Keywords: amyotrophic lateral sclerosis, wild-type SOD1, ER stress, aging, protein aggregation

Abstract

Abnormal modifications to mutant superoxide dismutase 1 (SOD1) are linked to familial amyotrophic lateral sclerosis (fALS). Misfolding of wild-type SOD1 (SOD1^WT) is also observed in postmortem tissue of a subset of sporadic ALS (sALS) cases, but cellular and molecular mechanisms generating abnormal SOD1^WT species are unknown. We analyzed aberrant human SOD1^WT species over the lifetime of transgenic mice and found the accumulation of disulfide–cross-linked high–molecular-weight SOD1^WT aggregates during aging. Subcellular fractionation of spinal cord tissue and protein overexpression in NSC-34 motoneuron-like cells revealed that endoplasmic reticulum (ER) localization favors oxidation and disulfide-dependent aggregation of SOD1^WT. We established a pharmacological paradigm of chronic ER stress in vivo, which recapitulated SOD1^WTaggregation in young transgenic mice. These species were soluble in nondenaturing detergents and did not react with a SOD1 conformation-specific antibody. Interestingly, SOD1^WT aggregation under ER stress correlated with astrocyte activation in the spinal cord of transgenic mice.
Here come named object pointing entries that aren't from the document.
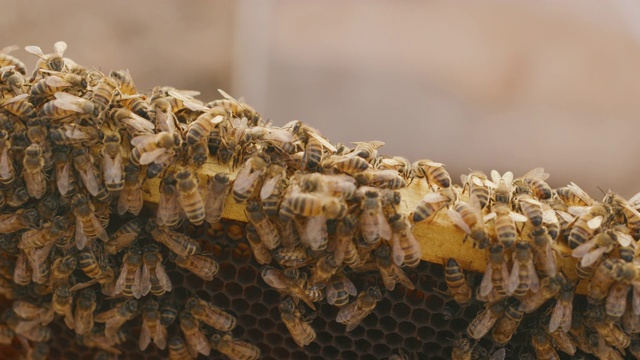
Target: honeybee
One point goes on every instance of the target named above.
(104, 91)
(148, 147)
(83, 313)
(549, 287)
(339, 287)
(20, 106)
(179, 243)
(234, 349)
(196, 341)
(131, 196)
(53, 61)
(287, 283)
(616, 303)
(352, 314)
(124, 236)
(535, 179)
(468, 217)
(200, 265)
(300, 330)
(178, 349)
(57, 82)
(168, 213)
(210, 314)
(373, 223)
(189, 197)
(115, 317)
(523, 275)
(130, 277)
(389, 271)
(61, 303)
(505, 224)
(508, 324)
(154, 277)
(503, 187)
(61, 270)
(112, 165)
(325, 268)
(135, 124)
(541, 245)
(347, 164)
(265, 229)
(248, 178)
(18, 220)
(497, 275)
(588, 221)
(433, 172)
(152, 328)
(385, 179)
(485, 320)
(13, 81)
(260, 251)
(311, 204)
(88, 227)
(8, 60)
(405, 248)
(457, 283)
(83, 163)
(65, 105)
(429, 206)
(7, 170)
(542, 345)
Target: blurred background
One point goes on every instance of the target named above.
(481, 85)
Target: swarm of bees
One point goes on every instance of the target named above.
(79, 148)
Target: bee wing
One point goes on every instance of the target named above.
(112, 169)
(149, 156)
(163, 278)
(327, 145)
(14, 99)
(81, 237)
(549, 217)
(534, 281)
(145, 280)
(102, 233)
(625, 239)
(136, 288)
(269, 186)
(68, 102)
(581, 194)
(517, 217)
(145, 335)
(593, 256)
(122, 279)
(60, 47)
(456, 218)
(537, 173)
(489, 216)
(138, 123)
(56, 81)
(578, 210)
(584, 248)
(397, 252)
(35, 50)
(595, 222)
(636, 298)
(486, 285)
(514, 278)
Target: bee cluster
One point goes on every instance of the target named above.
(83, 253)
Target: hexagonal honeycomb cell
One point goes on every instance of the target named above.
(423, 322)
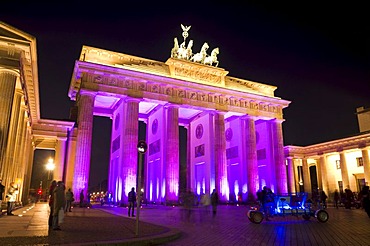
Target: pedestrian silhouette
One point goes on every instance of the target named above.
(336, 198)
(214, 202)
(82, 198)
(11, 195)
(131, 202)
(2, 190)
(366, 199)
(51, 201)
(323, 198)
(69, 200)
(59, 204)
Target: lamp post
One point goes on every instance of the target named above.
(50, 166)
Finally, the disulfide–cross-linked SOD1^WT species were also found augmented in spinal cord tissue of sALS patients, correlating with the presence of ER stress markers. Overall, this study suggests that ER stress increases the susceptibility of SOD1^WT to aggregate during aging, operating as a possible risk factor for developing ALS.

Amyotrophic lateral sclerosis (ALS) is characterized by selective degeneration of motoneurons from cerebral cortex, brainstem, and spinal cord leading to muscle weakness, atrophy, paralysis, and premature death (1, 2). Most ALS cases are considered sporadic (sALS), while 10% are familial (fALS), involving mutations in superoxide dismutase 1 (SOD1), transactive response DNA binding protein 43 (TARDBP or TDP-43), fused in sarcoma/translocated in sarcoma (FUS/TLS), and the hexanucleotide repeat expansions in C9ORF72 as the most common alterations (1–3).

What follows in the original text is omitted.